Another potential perk is that it’s possible the charcoal-enriched soil could keep carbon sequestered for hundreds of years, making biochar a farm-friendly weapon in the battle to stem climate change.
Return of the Bees
Whatever is causing honeybees to disappear—pesticides, cell phones, impending armageddon—isn’t hitting the 4,000 bee species native to various parts of the United States, according to Audubon (May-June 2008). More farmers are discovering that long-horned bees, sweat bees, and other native varieties can pollinate certain crops (such as cherry tomatoes, almonds, peppers, and squash) just as efficiently as their better-known brethren.
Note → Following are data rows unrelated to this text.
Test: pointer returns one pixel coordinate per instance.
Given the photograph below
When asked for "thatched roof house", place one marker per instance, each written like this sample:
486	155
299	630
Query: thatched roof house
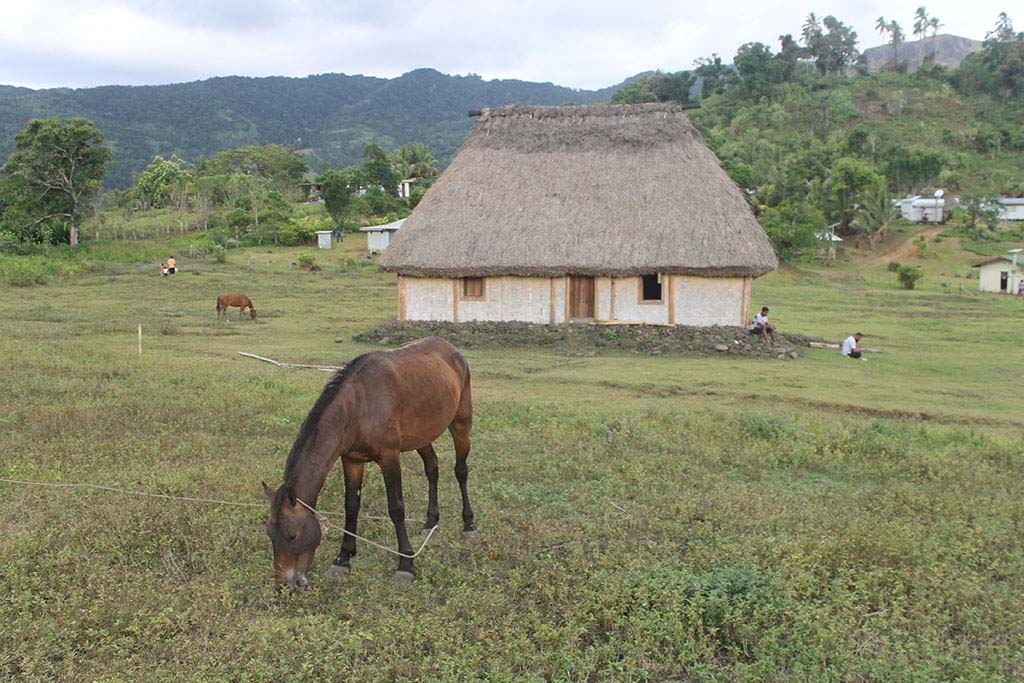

Native bees don’t require hives or honey to do their work, but they don’t show up uninvited. They need a bit of natural habitat: native plants, a patch of weeds, a pile of twigs, maybe a few trees here or there. Polyculture helps too; with a variety of crops, flowers bloom throughout the season, giving the bees plenty to eat.
Suing the Spin Doctors
Carbon dioxide is good for us. Global warming is a conspiracy of mad scientists. Everything’s going to be just dandy. So go the slick ad campaigns and shoddy science of think tanks doing damage control for their fossil fuel–industry funders. Finally, a team of lawyers has decided the time has come to calculate the damages of this misinformation. The Atlantic (June 2008) reports that a federal suit filed in February targets 24 oil, coal, and electric companies not only for contributing to the climate changes that are making the Alaskan Eskimo village of Kivalina uninhabitable, but also for conspiring to deceive the public about global warming. Sound like a Hail Mary pass? It did 10 years ago, too, when the strategy bested Big Tobacco for covering up the health effects of smoking.